群馬県若手ネットワーク担当 片野勝司(平成1年卒)

 以前,同窓会報でご報告しましたマウスガード素材であるEVAの劣化に関する研究をまとめた国際論文が,2017年3月15日にScientific Reportsオンライン版にて発表されました(論文リンク:https://www.nature.com/articles/srep44672)。Scientific ReportsはNature publishing groupの国際科学誌であり,自然科学と臨床科学のあらゆる領域を対象としているオープンアクセスの電子ジャーナルです。
 執筆者は群馬大学大学院理工学府の桒原涼子氏でタイトルは「Crystallization and hardening ofpoly(ethylene-co-vinyl acetate)mouthguards during routine use」です。ぜひご覧になってください。本論文は,マウスガード素材として世界中で最も汎用されているEVA の劣化についての世界基準を示した論文であり,今後は世界中で本論文を参考にその指導が行われる事が予想されます。この論文が最も評価されたのは,実際に使用したマウスガードについて分子レベルでの解析を行い,使用したマウスガードは結晶成分すなわち分子運動の束縛成分の増加が確認され,それがマウスガードの劣化の実態であること突き止め,そしてこれに影響する因子について科学的立証した点だそうです。
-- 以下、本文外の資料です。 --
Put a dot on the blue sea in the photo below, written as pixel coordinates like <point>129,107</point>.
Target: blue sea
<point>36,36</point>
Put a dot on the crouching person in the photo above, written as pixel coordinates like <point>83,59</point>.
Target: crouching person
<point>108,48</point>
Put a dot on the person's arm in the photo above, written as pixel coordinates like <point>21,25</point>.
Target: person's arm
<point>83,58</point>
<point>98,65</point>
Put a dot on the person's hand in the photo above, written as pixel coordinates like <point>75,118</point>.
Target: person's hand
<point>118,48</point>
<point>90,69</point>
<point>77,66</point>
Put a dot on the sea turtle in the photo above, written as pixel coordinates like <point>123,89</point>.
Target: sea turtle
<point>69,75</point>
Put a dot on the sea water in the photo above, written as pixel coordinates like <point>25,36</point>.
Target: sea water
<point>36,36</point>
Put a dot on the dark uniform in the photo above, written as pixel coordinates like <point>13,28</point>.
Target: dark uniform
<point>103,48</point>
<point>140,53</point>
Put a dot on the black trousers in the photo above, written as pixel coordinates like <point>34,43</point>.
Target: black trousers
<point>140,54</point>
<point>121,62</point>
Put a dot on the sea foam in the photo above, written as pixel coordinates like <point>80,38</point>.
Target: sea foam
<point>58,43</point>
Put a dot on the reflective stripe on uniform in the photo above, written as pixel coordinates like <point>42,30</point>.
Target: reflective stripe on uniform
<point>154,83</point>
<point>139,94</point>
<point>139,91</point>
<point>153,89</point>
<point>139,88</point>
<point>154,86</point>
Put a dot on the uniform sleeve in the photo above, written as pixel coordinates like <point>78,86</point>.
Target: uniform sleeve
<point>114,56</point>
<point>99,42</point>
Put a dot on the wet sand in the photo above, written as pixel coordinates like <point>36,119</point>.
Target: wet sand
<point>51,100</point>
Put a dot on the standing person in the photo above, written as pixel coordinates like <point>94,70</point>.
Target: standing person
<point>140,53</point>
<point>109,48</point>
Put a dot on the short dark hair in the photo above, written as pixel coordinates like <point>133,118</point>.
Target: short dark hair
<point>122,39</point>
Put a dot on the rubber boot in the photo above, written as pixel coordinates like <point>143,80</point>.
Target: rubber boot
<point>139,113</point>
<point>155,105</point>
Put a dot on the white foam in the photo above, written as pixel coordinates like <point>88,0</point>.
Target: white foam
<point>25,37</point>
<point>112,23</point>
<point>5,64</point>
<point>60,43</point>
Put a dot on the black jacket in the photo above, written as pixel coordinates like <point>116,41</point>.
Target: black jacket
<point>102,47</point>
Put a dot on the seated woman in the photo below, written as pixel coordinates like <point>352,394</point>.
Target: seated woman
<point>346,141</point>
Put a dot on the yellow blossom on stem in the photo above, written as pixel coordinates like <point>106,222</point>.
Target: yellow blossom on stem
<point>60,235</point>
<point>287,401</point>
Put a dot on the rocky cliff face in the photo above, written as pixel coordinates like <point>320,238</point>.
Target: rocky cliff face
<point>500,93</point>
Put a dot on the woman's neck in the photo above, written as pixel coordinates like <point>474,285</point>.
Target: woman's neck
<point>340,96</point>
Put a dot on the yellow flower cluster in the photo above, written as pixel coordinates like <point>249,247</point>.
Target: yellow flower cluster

現在,医科で推し進められている臨床と理工学の融合をいち早く歯科から発信できたと共に,2020東京オリ・パラを前に日本のスポーツ歯科と東京歯科大学のレベルの高さを世界に示せたと考えています。

 共同執筆者としては載る事は出来ませんでしたが,マウスガードの提供という形で,このような素晴らしい世界的な研究に関われた事を嬉しく,そして誇りに思い本誌面をお借りしてご報告させていただきました。(Acknowledgementsで片野・鎗田の名前を出していただきました。)
 最後に群馬県若手ネットワーク担当として,本学で培った探究心と熱い気持ちを持ち続け,そして人の繋がりを大切にしていれば,地方へ移ったり,開業医となっても,このような世界的な研究プロジェクトに関われる事を少しでも示す事が出来たのではないかと思います。

後述:Scientific Reports 論文の他にマウスガードの保管方法や交換時期について明らかにした原著論文がスポーツ歯学第20巻第2号に掲載されています。そして,2016年名古屋で開催された第27回日本スポーツ歯科医学会学術大会にて,「圧力に対する影響」についての発表が研究奨励賞を受賞しています。
参考:インパクトファクター(IF)とは?
 特定の期間に,ある特定雑誌に掲載された論文がどれくらい頻繁に引用されているかを示す尺度です。その分野におけるその学術雑誌の影響力を示す評価ツールです。例)2015年にIFが着いた歯科雑誌は89誌で,最も高いものはPeriodontology2000でIF4.949,次いで高かったのがJournal ofDental Research でIF4.602でした。
 ちなみに,国内の医科雑誌で2016年に最も高かったのが循環器学会のCirculation Journal でIF4.124しかありませんでした。本論文が掲載されたSCIENTIFICREPORTS のIF5.228が如何に高いかがご理解いただけると思います。